Il luogo è quello del Museo Archeologico Nazionale di Locri il libro fotografico s’intitola “Scatti d’autore. La Calabria e i Calabresi”, l’autore è Nicola Delfino. L’opera fotografica è stata curata da Laura Delfino già direttrice del Museo di Bova Marina. La presentazione sarà del Professore Elia Fiorenza dell’UNICAL giorno 20 dicembre alle ore 17:00.

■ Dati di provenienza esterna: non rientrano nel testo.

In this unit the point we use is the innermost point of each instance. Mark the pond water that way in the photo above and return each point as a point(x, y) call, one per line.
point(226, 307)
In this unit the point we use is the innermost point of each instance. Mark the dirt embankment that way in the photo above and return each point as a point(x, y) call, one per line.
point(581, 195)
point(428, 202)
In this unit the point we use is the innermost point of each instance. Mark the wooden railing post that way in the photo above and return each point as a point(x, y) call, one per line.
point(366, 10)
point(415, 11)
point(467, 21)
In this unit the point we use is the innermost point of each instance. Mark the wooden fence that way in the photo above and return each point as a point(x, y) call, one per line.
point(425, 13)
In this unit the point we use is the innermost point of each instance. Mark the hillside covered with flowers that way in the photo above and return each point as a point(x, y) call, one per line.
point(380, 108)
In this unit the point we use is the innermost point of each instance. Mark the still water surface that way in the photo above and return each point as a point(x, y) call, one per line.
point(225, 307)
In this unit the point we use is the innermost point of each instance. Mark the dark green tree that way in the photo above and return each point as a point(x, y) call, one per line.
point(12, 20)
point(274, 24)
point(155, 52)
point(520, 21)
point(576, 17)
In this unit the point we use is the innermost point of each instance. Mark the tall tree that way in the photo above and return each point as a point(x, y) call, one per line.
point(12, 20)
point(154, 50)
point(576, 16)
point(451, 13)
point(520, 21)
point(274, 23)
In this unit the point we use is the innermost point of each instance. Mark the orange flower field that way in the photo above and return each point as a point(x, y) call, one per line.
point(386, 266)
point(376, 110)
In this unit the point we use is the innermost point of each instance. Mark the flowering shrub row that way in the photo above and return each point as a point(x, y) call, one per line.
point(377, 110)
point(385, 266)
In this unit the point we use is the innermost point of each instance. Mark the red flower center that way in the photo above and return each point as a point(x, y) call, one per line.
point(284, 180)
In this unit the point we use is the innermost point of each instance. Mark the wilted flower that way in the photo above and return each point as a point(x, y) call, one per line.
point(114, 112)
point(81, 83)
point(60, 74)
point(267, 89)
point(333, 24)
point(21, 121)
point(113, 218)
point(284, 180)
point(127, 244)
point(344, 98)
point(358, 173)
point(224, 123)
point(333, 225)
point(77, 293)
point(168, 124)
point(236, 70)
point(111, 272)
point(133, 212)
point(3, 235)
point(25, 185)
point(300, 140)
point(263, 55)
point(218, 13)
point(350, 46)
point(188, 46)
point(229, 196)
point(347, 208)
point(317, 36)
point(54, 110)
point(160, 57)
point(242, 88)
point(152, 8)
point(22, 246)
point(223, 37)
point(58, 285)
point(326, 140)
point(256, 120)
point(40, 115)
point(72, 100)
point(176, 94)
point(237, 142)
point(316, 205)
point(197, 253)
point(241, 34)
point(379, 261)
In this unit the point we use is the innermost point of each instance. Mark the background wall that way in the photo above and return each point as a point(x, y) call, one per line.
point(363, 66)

Una narrazione per immagini quella di Nicola Delfino nato a Pellaro (RC) il 29 ottobre 1919. La famiglia lo aveva destinato alla carriera religiosa ma dopo qualche anno nel seminario di Reggio Calabria capì che non era portato per quella vita e continuò gli studi nel liceo della città, laureandosi, poi, in veterinaria. Un’esperienza che lo segnò molto fu la guerra, durante la quale partecipò alla campagna di Russia. Nel 1951 fu veterinario ad Africo Vecchio, un paesino nel cuore dell’Aspromonte, dove conobbe Adelinda Colombini, quella che poi sarebbe diventata sua moglie. Fu veterinario a San Luca per diversi anni. Dopo un periodo a Pellaro e la nascita di tre figli fece una breve esperienza di lavoro in Malawi, dal quale restò affascinato tanto che soleva dire che il mal d’Africa è una malattia reale. Vinse, quindi, il concorso come veterinario comunale a Gerace dove divenne per tutti “u veterinariu” e dove visse fino alla morte avvenuta il 31 dicembre 1985. La fotografia era una delle sue passioni. Nei suoi giri di lavoro per le campagne e i paesi della Locride, con in spalla la sua fedele macchina fotografica, non mancava mai di immortalare facce o paesaggi che lo colpivano. La sua sensibilità al bello lo portò pure a cimentarsi nella pittura con paesaggi e ritratti.